Most authors [6466, 68] recommended informing the patient about delayed recovery post-surgery and were of the opinion that surgical treatment should be reserved for patients not responding to conservative treatment for more than 6 months.


In a recent review, Merolla et al. [11] described various complications associated with CT. They categorised pain as a complication, as the majority of patients with CT are asymptomatic. Other complications in their study were secondary AC and RC tears, both of which could occur during the primary disease or post-surgical intervention. They also pointed out ossifying tendinitis, which is an extremely rare condition occurring following surgical removal of calcium deposits. Many authors [10, 11, 38, 40, 41] have described TO of the greater tuberosity as an occurrence along with CT of the RC. Porcellini et al. [10] suggested that TO should be identified as a different form of CT which is prone to delayed recovery of patients managed conservatively and surgically.
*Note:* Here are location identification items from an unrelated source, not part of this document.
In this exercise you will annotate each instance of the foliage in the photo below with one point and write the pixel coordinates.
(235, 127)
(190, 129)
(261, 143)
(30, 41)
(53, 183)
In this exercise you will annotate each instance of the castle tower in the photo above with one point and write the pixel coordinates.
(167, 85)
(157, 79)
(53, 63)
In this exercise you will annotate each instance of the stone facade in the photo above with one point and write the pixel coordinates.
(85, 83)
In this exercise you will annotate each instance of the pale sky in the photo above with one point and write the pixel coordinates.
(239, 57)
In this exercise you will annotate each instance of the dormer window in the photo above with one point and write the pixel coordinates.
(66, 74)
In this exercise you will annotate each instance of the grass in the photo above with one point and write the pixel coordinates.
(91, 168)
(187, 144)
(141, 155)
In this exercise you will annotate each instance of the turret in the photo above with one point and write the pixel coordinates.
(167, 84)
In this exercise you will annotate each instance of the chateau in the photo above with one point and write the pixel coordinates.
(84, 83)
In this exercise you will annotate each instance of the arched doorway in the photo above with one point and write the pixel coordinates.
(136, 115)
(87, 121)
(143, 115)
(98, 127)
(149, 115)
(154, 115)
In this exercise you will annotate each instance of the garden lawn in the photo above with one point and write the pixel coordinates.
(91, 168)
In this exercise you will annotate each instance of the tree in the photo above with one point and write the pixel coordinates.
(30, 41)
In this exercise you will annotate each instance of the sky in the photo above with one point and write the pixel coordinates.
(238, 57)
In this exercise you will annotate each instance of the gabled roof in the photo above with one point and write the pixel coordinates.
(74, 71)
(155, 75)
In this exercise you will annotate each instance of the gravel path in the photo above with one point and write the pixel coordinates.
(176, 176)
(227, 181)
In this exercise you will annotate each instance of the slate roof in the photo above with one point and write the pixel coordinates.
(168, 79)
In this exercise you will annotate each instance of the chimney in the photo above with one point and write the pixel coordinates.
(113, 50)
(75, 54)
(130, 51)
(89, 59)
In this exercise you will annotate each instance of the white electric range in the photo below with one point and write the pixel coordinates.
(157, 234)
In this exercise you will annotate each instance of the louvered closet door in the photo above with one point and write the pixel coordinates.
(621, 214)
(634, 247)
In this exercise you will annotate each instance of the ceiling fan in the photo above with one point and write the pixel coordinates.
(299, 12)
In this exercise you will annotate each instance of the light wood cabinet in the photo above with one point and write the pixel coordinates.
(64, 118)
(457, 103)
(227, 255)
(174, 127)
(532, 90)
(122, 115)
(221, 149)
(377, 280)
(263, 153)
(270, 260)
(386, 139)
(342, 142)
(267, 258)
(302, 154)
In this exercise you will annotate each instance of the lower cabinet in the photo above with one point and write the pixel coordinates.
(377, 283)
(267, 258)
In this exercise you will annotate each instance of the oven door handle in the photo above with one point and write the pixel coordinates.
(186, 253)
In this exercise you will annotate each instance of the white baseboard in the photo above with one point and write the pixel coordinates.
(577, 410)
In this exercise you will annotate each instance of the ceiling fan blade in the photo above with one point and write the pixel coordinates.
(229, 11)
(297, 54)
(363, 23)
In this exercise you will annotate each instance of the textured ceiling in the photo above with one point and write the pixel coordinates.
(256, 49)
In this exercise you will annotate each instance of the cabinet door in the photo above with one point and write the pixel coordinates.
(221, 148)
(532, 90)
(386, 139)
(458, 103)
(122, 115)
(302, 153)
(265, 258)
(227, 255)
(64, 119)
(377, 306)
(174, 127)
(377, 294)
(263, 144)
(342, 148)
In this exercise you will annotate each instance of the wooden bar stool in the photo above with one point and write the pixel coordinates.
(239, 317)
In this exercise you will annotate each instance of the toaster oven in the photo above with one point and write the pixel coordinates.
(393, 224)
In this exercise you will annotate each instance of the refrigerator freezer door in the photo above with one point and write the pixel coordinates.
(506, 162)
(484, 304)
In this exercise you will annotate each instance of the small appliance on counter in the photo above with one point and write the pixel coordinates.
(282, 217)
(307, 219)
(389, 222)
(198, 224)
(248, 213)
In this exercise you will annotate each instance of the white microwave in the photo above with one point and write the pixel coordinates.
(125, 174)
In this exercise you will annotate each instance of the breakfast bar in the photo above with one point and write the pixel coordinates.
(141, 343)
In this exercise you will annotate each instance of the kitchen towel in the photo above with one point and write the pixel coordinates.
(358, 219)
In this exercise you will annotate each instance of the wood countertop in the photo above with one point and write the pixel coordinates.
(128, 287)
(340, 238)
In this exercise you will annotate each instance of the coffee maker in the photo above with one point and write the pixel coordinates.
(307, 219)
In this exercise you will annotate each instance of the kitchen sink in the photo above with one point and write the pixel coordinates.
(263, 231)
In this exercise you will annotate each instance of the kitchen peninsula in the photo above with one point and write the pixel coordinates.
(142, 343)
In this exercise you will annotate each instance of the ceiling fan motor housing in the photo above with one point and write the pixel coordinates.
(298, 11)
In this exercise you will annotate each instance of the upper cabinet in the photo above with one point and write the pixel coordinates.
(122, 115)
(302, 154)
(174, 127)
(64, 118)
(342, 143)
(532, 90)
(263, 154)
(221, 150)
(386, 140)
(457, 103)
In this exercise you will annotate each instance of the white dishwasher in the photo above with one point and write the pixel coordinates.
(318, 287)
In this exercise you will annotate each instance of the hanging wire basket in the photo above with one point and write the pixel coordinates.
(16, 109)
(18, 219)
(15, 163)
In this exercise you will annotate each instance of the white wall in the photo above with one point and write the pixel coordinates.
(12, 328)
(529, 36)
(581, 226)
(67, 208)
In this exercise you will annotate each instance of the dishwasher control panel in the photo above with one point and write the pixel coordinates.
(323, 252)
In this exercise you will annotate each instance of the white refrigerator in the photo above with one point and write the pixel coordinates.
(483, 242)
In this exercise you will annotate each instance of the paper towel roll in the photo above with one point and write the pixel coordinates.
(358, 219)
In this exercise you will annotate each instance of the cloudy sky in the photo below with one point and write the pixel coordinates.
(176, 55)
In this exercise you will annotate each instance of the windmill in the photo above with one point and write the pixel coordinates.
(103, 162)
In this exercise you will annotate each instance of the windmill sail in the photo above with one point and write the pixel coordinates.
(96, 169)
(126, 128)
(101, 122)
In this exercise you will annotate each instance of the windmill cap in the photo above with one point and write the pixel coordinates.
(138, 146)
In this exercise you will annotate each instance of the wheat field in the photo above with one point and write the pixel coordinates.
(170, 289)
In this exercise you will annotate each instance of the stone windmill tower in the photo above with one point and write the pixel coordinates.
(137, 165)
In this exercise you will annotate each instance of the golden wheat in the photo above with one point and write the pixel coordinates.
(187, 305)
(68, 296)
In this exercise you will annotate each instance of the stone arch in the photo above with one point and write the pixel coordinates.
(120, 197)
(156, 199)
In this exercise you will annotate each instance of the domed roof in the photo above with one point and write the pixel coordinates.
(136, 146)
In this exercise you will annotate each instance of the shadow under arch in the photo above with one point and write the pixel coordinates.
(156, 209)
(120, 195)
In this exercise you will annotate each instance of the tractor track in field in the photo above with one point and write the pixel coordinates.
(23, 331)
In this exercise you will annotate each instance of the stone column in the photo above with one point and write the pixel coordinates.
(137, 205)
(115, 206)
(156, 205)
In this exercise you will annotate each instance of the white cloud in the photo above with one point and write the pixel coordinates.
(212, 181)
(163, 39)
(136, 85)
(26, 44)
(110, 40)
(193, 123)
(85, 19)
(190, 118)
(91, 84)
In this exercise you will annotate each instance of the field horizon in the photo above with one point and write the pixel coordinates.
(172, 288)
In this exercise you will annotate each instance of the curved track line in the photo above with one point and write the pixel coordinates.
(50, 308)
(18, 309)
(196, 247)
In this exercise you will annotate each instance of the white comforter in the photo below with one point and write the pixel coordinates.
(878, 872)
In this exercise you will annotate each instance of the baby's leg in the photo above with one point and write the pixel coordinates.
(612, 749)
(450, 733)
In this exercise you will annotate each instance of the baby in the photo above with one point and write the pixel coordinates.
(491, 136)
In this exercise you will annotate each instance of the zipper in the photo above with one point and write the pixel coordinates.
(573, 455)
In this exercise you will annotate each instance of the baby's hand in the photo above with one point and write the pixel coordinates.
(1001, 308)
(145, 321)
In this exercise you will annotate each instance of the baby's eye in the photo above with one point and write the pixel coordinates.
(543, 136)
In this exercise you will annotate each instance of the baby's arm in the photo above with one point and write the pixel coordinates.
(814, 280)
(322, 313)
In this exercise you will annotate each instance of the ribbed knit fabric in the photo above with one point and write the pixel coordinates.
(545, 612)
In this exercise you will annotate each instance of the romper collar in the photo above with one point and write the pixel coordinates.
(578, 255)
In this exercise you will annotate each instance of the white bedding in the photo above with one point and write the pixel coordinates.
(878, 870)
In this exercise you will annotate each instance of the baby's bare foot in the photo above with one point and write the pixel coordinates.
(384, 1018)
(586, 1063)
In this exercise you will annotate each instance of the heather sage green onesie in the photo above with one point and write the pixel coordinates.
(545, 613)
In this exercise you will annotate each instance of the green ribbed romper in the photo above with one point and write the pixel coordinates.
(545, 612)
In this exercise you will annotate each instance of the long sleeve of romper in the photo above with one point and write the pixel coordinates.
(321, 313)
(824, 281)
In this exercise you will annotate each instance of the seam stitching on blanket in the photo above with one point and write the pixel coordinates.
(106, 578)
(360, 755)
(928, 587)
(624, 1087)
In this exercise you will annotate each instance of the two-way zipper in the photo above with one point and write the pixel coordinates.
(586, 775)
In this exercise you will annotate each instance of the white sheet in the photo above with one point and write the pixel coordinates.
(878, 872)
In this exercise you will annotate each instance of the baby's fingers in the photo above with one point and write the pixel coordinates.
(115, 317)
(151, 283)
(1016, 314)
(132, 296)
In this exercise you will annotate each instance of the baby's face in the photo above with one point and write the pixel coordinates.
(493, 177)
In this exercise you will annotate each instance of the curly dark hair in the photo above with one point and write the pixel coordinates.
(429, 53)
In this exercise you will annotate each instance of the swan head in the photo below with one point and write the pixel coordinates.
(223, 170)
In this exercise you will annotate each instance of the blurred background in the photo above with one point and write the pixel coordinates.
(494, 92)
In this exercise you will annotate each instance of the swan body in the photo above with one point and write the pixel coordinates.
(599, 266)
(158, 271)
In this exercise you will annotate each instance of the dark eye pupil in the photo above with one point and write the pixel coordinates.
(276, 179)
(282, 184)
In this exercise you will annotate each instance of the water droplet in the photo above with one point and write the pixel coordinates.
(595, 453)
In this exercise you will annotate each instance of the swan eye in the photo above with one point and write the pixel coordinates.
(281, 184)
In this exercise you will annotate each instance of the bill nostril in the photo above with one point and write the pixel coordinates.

During UGN, mild vasovagal syncope may occur. High-dose ESWT is associated with pain sometimes requiring local anaesthesia, and local haematoma, erythema and ecchymosis have also been reported. Osteonecrosis of the humeral head has also been described [70].


CT of the RC is a controversial topic with several treatment options that depend on the biologic stage of the disease. Although reabsorption occurs spontaneously in the majority of cases, a subpopulation of patients with persistent painful shoulder require conservative or operative management. In addition, some complications such as TO, AC or ossifying tendinitis (very rare) may give rise to prolonged pain resistant to common conservative therapies. UGN is indicated in the acute phase, but good results have also been found in patients with chronic calcific deposits. ESWT can be reasonably used in chronic calcific cases, even in combination with UGN. Surgical treatment should be considered when conservative measures have failed or in cases with US or MRI evidence of RC tears.